目が覚めると近くに鬼の形相の那由他アネキがいて、ここは卯ノ花の病院のベッドだった。
「示尾に頼んで様子を見て来てもらったの。」
娘を奈子さんに頼んだあと、夜になっても俺が帰ってこなかったので奈子さんが那由他を頼り、そして同族である示尾に様子を見に行ってもらったらしい。
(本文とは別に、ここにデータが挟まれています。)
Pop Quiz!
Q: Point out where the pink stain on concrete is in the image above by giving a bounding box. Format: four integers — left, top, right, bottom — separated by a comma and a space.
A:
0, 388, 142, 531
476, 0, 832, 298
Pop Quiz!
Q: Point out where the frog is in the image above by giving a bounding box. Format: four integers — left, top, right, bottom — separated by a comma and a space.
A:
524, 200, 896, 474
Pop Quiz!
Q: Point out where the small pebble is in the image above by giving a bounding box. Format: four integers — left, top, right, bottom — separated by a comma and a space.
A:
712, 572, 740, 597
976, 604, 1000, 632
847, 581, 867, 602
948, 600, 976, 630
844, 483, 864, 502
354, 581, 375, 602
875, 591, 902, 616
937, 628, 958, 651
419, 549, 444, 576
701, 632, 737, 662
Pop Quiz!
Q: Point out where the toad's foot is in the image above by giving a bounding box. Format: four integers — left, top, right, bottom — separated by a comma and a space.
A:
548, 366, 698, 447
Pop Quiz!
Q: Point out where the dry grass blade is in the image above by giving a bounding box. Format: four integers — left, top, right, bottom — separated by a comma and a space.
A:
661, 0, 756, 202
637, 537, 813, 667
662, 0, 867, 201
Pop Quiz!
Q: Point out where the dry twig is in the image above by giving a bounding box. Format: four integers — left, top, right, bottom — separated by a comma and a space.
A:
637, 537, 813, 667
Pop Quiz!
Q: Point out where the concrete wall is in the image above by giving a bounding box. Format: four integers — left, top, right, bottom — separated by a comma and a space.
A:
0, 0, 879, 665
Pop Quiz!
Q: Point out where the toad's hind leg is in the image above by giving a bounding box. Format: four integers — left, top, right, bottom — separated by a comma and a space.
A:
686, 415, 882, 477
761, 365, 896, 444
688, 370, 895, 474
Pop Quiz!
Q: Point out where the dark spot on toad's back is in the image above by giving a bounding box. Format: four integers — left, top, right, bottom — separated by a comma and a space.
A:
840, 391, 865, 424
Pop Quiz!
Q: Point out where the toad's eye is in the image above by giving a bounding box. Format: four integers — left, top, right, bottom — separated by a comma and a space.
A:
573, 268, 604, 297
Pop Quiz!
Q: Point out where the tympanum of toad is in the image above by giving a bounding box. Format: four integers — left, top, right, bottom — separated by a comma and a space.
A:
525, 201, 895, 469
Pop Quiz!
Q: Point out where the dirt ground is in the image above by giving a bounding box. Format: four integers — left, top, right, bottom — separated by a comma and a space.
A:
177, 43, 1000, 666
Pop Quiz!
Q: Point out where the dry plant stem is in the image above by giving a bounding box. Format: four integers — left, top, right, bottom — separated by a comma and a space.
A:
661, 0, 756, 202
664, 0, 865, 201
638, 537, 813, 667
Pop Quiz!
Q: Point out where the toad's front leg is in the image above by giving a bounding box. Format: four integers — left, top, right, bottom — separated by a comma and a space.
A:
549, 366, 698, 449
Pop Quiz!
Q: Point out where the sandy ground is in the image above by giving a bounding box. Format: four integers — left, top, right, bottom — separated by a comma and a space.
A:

「奥さんが死んで悲しいのは解るけど、貴羅ちゃんを置いて行こうとするなんでどうゆうこと!!?つやちゃんが喜ぶと思うの?だいたいあんたは…」
「るせーな。」
「るせーなって、アンタ…」
人の気も知らねークセに。俺は思いっ切り那由他の鼻を殴った。
「〜っ!」
鼻をおさえてうずくまった那由他を蹴りながら狼狽した。
「こうなるなら別々に住んでた意味無いだろうが!!なんでもかんでも首突っ込みやがって!!」
なんか「やめて!」とかギャーギャー言われてたが聞こえないことにした。そのまま一分もしないうちに俺は抑えつけられた。
「やめろ、これ以上はダメ。」
俺を抑えつけたのは示尾だった。
「お前見つけて七日だ。」
この間にフラフラしながら那由他が逃げようとする。
「待てよ!何逃げてんだよ!」
言い足りなかったし、あの程度蹴ったくらいじゃ気がすまなかった。
「これ以上する?お前殺すよ?」
マジのやつだ。示尾の言葉に俺は冷静になろうと努めた。
一応、俺が大人しくなった頃に隣の部屋から子供たちがキャッキャ言ってる声が聞こえてきた。開いていた襖から娘と祢呼ちゃんが十四、五歳の男の子にじゃれながら歩いているのが見えた。「誰だ?」とおもっているとその子と目があった。
「初めてな?息子、不言だ。」
この時に紹介されたけど、その時には名前を覚えれ
なかったと思う。ただ、示尾にこんなに大きい息子がいたのに少し驚いた。
「おじさん、私たち二人ともに弟ができるって!」
祢呼ちゃんが嬉しそうに話す。
「あいつ、見えるんだよ。前や後の事。」
ほーう、俺の義兄子は大層な能力をお持ちで。そりゃ祢呼ちゃんが出来るなら解るけど娘にはあり得ないことだ。鬼のくせに適当なことを言いやがるな。
ニコニコしながら祢呼ちゃんがこっちを見ていた。
「ねぇ、おじさんも見てもらう?」
「うん、あぁ。」
生返事をしたら、不言が俺のそばに来た。
「この目、嫌だな。」ってのが不言への第一印象だった。
「他の人のものだけど、もう一度だけ奥さんと過ごせますよ。」
こいつはそう予言した。
「ただし、貴方がちゃんと貴羅ちゃんの父親として過ごして来た場合のみです。短い間ですけどね。」
実際に不言の言うとおりになった。
あぁ、やかましい。
当時の不言の言葉を思い出しながら、俺は茂を片手で抱きかかえたまま、トンビを開いた。
『
貴羅が頭を撃たれました。
陸に知られると面倒なので
今晩、貴羅が帰ってこれないのを
祢呼の家に泊まるとでもして
うまくごまかしてください。
今から卯ノ花と処置します。
那由他 』
ふざけるな。
この状態を教えずに、面倒だと?
トンビを那由他に送り返すと俺は茂ごと体を土に溶かして走るよりも早く地面を進んだ。
示尾の家の者に茂を任せると、俺は那由他の家へ向かった。